Sou psicoterapeuta há 38 anos e jamais tive a experiência de ouvir tanta redundância em uma só semana. Tenho 72 anos e jamais ouvi de meus amigos tanta confissão de pequenos surrupios. Nem diante de cataclismas e surpresas políticas ouvi tantas referências ao mesmo fato.
Por Anna Verônica Mautner

Não que todo mundo tivesse falado do Sobel, mas todos falaram sobre suas pequenas cleptomanias. Manta de avião, chinelo de sauna, miudezas em supermercado, dinheiro da carteira da mãe, tolhas de motel e outras lembranças. Sem falar de miudeza mesmo, como potinho de geléia de hotel, carretel de linha etc. etc. etc. etc. etc.
Sobel levou todo mundo a um exame de consciência: tem coisa que é de roubar. Com a desculpa de que “está incluído no preço, está previsto, todo mundo faz”, todos fazem. Poderei receber aqui comentários de quem nunca faz, fez ou faria.

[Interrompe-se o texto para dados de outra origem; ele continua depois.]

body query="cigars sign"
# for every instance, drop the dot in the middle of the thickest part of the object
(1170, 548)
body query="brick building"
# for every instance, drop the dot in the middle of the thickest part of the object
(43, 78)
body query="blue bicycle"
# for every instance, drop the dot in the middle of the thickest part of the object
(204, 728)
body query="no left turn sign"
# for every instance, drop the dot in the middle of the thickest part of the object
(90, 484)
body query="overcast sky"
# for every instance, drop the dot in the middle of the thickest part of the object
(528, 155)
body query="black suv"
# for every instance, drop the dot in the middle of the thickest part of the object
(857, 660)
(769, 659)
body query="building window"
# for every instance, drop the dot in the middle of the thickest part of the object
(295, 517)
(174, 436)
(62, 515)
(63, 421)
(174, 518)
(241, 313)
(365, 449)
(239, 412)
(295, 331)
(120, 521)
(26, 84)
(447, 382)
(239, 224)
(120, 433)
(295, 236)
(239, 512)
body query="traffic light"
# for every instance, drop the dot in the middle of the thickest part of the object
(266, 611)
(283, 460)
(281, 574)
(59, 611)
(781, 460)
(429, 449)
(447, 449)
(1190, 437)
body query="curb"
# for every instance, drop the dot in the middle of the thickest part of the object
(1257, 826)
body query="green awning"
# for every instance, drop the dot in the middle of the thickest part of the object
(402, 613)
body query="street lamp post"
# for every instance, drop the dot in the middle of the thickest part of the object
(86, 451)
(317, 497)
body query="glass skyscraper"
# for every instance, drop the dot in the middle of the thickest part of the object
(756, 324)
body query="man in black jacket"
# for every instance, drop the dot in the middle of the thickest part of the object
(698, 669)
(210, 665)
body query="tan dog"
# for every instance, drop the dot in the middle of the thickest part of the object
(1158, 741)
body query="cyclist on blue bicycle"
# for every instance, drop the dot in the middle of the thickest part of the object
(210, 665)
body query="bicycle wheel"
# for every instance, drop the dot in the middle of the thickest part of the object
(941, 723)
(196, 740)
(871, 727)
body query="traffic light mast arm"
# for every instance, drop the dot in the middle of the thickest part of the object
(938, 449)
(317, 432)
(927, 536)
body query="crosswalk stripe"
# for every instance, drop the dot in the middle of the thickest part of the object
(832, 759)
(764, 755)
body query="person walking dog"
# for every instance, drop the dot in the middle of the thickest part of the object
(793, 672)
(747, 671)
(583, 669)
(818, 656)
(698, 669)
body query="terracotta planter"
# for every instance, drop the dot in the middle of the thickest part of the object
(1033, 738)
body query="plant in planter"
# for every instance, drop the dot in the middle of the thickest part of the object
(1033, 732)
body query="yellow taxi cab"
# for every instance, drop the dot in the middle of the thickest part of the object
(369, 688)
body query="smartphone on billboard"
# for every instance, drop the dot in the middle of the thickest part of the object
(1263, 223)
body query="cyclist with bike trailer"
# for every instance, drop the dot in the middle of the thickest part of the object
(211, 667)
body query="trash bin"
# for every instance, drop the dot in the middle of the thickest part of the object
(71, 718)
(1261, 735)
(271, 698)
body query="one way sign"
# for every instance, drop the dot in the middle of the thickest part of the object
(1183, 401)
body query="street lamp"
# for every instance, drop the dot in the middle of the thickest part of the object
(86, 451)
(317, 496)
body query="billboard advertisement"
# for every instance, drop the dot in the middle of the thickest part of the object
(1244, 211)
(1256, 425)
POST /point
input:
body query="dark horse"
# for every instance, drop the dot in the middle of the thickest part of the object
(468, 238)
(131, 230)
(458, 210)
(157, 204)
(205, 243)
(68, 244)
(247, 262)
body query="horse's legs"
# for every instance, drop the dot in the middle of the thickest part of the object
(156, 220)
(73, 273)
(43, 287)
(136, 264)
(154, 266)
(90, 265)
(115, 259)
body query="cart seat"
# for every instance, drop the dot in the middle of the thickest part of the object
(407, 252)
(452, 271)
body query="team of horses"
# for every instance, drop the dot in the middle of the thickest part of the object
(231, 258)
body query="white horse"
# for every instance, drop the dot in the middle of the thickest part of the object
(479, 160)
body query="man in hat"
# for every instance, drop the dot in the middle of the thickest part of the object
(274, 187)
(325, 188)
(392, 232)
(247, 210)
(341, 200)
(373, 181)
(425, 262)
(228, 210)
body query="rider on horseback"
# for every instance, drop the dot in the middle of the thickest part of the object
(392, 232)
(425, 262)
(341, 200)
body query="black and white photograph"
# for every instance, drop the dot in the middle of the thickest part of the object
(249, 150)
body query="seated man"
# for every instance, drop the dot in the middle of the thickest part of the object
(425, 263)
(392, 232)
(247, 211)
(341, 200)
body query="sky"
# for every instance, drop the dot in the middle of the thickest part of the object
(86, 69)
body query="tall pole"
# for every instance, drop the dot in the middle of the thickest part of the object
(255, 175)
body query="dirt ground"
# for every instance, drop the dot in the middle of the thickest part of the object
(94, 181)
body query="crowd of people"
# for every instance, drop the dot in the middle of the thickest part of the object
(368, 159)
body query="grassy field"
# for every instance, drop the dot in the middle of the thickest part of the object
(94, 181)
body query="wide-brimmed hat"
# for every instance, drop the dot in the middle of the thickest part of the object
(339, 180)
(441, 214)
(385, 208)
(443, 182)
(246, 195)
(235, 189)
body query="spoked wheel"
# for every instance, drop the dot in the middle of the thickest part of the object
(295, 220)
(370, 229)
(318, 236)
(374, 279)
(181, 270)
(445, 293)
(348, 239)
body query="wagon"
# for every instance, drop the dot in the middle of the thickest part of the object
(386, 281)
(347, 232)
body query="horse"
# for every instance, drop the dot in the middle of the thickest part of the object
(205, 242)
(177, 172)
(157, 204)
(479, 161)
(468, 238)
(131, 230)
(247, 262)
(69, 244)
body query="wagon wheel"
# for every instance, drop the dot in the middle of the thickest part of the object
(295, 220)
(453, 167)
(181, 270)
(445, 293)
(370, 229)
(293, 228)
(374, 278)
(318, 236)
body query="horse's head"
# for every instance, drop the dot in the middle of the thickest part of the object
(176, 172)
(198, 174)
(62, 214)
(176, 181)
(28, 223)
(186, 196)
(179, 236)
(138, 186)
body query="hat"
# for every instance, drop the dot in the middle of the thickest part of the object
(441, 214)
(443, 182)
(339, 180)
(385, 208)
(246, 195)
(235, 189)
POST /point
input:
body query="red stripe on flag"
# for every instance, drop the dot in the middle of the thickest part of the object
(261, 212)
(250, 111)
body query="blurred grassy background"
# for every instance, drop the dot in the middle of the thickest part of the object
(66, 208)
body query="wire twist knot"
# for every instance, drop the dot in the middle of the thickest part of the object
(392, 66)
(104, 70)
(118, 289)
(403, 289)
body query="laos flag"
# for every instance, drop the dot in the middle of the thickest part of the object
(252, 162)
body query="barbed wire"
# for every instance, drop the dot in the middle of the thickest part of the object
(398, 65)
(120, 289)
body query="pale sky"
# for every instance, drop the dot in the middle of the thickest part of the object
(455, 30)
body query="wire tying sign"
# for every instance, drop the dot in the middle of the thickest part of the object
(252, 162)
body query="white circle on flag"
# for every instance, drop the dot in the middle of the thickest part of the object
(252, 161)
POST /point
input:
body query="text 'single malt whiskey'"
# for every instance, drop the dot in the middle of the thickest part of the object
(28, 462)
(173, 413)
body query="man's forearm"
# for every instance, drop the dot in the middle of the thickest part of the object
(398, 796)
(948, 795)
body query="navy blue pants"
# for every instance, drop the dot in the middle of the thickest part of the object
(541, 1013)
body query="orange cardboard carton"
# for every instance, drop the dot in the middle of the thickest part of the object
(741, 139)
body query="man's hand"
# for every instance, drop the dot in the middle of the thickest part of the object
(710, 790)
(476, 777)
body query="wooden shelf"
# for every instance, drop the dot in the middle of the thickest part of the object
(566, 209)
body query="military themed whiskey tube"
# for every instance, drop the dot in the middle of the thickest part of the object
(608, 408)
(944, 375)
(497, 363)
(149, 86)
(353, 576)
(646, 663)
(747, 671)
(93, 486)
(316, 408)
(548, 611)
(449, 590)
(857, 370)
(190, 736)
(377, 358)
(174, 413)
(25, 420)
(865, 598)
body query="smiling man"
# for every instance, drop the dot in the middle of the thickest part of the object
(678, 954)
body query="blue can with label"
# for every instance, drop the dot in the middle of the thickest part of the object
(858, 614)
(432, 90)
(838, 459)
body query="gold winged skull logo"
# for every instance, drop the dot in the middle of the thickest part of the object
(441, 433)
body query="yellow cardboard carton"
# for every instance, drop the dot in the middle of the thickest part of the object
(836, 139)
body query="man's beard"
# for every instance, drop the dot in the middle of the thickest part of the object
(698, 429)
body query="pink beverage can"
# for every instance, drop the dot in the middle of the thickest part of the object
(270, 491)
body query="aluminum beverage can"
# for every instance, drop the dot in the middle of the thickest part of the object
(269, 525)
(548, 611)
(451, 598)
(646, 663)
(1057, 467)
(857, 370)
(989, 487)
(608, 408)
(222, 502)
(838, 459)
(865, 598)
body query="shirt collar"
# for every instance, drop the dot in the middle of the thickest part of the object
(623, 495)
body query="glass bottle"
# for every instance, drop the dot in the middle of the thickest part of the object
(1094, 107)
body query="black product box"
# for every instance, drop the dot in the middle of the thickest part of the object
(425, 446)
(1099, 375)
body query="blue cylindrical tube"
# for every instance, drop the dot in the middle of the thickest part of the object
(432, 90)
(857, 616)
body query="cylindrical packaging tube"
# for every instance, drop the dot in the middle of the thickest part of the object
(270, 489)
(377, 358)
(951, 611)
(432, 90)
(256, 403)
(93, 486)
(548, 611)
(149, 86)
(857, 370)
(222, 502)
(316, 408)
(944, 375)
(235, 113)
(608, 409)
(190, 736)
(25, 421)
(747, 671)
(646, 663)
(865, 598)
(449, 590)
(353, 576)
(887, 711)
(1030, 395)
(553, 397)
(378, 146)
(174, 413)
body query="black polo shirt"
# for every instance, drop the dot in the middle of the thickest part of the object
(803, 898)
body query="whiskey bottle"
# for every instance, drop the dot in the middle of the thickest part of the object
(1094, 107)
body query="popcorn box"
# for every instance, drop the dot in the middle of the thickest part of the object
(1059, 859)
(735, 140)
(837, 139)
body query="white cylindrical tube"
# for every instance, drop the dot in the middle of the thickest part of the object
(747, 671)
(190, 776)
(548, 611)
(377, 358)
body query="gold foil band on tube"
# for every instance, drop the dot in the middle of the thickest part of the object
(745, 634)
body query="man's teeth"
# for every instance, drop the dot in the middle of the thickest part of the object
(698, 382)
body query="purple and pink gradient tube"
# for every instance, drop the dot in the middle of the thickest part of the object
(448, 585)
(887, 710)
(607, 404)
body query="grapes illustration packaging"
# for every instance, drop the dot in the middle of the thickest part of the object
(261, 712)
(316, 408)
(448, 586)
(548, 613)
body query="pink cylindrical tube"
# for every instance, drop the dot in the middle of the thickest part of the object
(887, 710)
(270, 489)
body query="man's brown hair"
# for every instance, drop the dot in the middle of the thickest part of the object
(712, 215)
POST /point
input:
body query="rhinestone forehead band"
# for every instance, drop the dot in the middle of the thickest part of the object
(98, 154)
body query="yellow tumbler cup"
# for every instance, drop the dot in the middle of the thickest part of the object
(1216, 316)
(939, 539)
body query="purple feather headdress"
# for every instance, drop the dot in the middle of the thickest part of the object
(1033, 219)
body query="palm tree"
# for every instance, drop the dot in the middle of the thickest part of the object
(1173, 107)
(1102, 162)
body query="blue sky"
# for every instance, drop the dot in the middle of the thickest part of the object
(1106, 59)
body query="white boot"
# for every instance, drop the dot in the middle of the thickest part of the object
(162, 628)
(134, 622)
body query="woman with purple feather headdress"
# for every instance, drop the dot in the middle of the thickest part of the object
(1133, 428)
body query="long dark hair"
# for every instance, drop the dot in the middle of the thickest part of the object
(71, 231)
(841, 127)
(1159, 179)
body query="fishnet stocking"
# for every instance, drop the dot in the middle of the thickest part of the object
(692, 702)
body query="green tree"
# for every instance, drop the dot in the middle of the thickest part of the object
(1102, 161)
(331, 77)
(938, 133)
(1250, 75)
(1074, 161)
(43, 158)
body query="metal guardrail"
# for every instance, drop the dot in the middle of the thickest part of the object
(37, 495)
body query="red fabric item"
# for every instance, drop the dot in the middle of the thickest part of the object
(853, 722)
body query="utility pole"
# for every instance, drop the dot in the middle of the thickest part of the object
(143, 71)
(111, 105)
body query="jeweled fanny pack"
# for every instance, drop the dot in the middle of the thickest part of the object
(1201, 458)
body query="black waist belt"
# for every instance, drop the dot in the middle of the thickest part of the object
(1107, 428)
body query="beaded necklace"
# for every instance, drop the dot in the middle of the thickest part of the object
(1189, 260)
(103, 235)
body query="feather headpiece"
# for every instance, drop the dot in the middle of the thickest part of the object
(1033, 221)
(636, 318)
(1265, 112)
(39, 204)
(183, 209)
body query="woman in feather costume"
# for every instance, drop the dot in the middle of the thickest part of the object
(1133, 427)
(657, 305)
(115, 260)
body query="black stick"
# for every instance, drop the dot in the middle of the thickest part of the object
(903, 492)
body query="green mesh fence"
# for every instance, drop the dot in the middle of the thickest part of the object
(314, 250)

Ouso dizer a vós que negais que sois minoria rara e escassa. Tem uns mais sofisticados que trocam etiqueta de preço de uísque caro por uísque barato, mas isso já é um projeto, não é uma farra.
Se minha clínica e meus amigos são representativos, somos membros de um império de olho gordo, onde reinam as pequenas ousadias, os pequenos riscos e suas correspondentes pequenas satisfações.